Belarus has long been Moscow's most reliable ally in the former Soviet heartland, but recent developments have led some to wonder if the country may be re-evaluating its stance. Is Belarus drifting further away from Russia? Where do relations stand currently? What progress has there been toward political and economic integration projects between Minsk and Moscow? Leksika's Breellen Plucknett offers insight.
Since the fall of the Soviet Union, Belarus has remained solidly within Russia’s sphere of influence. After gaining its independence in 1991, Belarus maintained close ties with Russia through a series of treaties emphasizing the importance of cooperation between the states and, eventually, political re-integration.

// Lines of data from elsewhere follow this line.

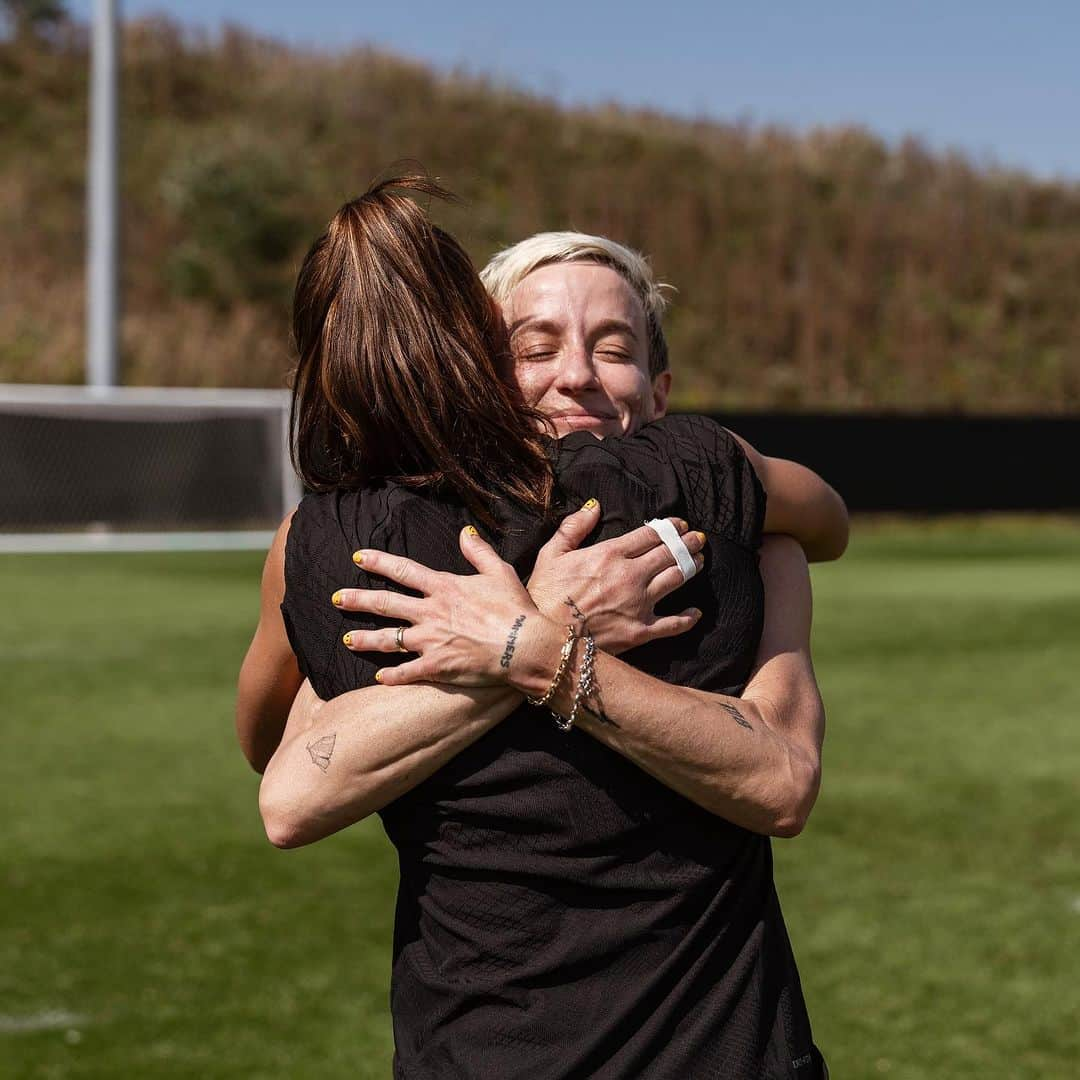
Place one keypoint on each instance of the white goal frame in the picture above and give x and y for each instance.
(146, 403)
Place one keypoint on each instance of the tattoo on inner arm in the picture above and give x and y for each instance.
(737, 716)
(322, 750)
(511, 642)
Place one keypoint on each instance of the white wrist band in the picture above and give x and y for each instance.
(673, 542)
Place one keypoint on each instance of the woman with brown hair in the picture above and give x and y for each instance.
(520, 841)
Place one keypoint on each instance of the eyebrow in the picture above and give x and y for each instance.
(534, 322)
(616, 326)
(549, 326)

President Lukashenko of Belarus has been in office since 1994 and remains the only president to be elected since the country gained independence. Lukashenko has cooperated closely with Russian President Putin, especially as joint leader of the Supreme State Council of the Russia-Belarus Union State.
On February 15, the European Union lifted long standing sanctions on Belarus. Both the EU and the US began to consider lifting sanctions in fall 2015, shortly after the release of six political prisoners from detainment. Belarus also played a central role in mediating a ceasefire in the Ukrainian conflict, hosting talks between Ukraine, pro-Russian rebels, Russia, and several Western countries. These actions have prompted speculation that Western relations with Belarus are improving, and that the West could have a new potential partner within Russia’s sphere of influence. However, it is unlikely that Belarus is shifting its priorities to the West, or that the authoritarian regime is undergoing any sort of ideological or systemic change.

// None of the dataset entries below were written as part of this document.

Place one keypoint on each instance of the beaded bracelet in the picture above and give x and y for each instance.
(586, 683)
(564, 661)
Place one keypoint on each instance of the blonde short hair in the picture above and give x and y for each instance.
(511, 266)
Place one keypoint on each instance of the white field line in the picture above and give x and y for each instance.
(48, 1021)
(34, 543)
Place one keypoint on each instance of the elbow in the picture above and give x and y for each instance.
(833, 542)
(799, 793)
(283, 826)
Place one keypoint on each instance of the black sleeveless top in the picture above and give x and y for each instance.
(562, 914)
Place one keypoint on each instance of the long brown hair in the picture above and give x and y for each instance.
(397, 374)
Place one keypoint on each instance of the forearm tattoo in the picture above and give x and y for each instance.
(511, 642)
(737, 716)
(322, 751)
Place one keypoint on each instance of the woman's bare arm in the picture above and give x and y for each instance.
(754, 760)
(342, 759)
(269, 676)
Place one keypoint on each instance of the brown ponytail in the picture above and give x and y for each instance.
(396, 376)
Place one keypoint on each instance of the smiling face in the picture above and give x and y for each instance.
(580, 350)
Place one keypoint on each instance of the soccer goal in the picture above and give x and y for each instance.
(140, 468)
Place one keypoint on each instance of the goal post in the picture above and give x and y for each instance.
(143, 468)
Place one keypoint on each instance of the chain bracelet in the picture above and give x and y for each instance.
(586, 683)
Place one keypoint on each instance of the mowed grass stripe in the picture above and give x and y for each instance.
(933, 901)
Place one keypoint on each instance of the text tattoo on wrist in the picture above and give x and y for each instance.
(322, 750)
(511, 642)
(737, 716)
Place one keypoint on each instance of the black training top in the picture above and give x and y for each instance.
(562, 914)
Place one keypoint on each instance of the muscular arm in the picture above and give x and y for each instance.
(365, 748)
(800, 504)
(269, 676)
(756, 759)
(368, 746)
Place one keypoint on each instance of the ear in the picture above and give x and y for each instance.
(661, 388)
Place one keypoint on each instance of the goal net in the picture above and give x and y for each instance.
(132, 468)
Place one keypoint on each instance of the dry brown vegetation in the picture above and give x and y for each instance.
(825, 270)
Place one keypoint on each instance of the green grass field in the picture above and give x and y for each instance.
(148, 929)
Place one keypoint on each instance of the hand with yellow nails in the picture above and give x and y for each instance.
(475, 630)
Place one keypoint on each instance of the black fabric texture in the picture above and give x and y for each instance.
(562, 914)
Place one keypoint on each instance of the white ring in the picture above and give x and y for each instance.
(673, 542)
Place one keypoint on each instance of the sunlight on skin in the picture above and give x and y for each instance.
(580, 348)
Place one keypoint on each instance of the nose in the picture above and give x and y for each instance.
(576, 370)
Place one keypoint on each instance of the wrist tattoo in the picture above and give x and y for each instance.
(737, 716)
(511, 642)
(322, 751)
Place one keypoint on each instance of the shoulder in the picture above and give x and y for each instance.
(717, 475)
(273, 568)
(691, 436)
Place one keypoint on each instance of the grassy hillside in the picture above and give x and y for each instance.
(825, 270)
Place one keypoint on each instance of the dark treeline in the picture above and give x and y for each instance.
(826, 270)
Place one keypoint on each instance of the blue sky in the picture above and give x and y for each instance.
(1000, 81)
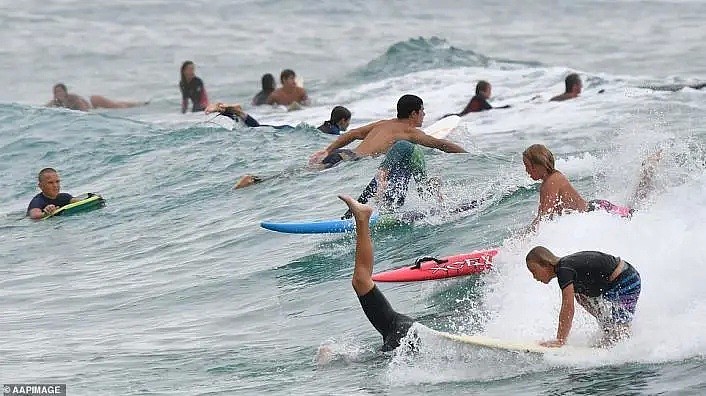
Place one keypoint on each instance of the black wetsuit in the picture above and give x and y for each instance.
(41, 201)
(251, 122)
(196, 92)
(330, 128)
(393, 326)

Recent actions taken by Belarus are almost certainly calculated to escape sanctions. While its actions may indicate that Belarus can be leveraged to serve Western interests, the extent is limited. Belarus remains deeply intertwined with Russia economically, and the authoritarian regime headed by President Lukashenko holds a secure grasp over the country.
Belarus has deep economic ties with Russia, which effectively prevents it from opposing Moscow's policies. Russia is its largest trading partner, accounting for over 40% of Belarus’s exports and over 50% of its imports. Belarus relies on Russian subsidies to purchase energy products, with some estimates showing that Belarus has saved as much as $10 billion (16% GDP) in a single year as a result of these subsidies. According to the Economic Freedom Index, a report published by the Heritage Foundation, Belarus’s economy is ranked 157 in the world. The report categorizes it as one of the only “repressed” economies in Europe.
Russia plays a critical role as an energy provider as well as being an economic benefactor. Despite dropping oil prices, and the resulting devaluation of the Russian Ruble, Belarus continues to rely on its eastern neighbor. Estimates show that 90% of Belarus’s energy products currently come from the Russian Federation.
Since 1994, President Lukashenko has worked to consolidate state powers under the presidency. He has been accused of arresting and falsely imprisoning political opponents and using state security forces to crush opposition movements. Lukashenko has maintained power by holding controversial referendums, which he has used as a means to re-election and as a way to amend the constitution and abolish laws such as presidential term limits. Despite the release of political prisoners, Human Rights Watch maintains that there has been no improvement to the overall human rights situation.
The Union State
During the late 1990s, Russia and Belarus began a slow political re-integration process, forming the Commonwealth of Russia and Belarus, later known as the Russia-Belarus Union State. This Union State has proven to be somewhat obscure, continually being amended and re-defined, and lacking in implementation. Nevertheless, this remains a unique partnership within the larger Commonwealth of Independent States.
Despite occasional tensions between Moscow and Brussels, the two remain deeply intertwined both politically and economically. In a recent visit to Belarus, President Putin and President Lukashenko discussed budget plans for the Union State as well as foreign policy matters. They also agreed to improve coordination of macroeconomic regulations. During a session of the Supreme State Council of the Union State, President Putin said, “Russia obviously aims at further mutually beneficial and equal integration with Belarus within the common Union State." Specifically, the council’s priorities are to develop industry, currency and finance, and the service sectors of the two countries.
Belarus also plays a strategic role within Russia’s military doctrine, which calls for a more aggressive stance toward NATO advances into Eastern Europe. Belarus is situated on the border of some of NATO’s eastern most member states, making it extremely important to Russia’s strategic defense. To improve military cooperation, Russia and Belarus have been developing a joint air defense system and running joint military exercises. Union Shield 2015, the most recent set of training exercises testing the readiness of the Union State’s military forces, took place in September and included over 80,000 troops.
Belarus has been weakened by sanctions and by the effects of Russia’s poor economy, and will only serve Western interests out of necessity. If the Russian economy continues to perform poorly, Belarus may find itself at a crossroad between its historical ally to the east and the economic opportunities of the West.
While a major ideological shift within the government is not apparent currently, Belarus is likely to seek economic diversification through Western partnerships, specifically in the energy sector where it is most reliant on Russia. Future indicators of improving relations with Belarus include attempts at economic diversification, specifically in the energy sector, and improvements to the country’s humanitarian situation.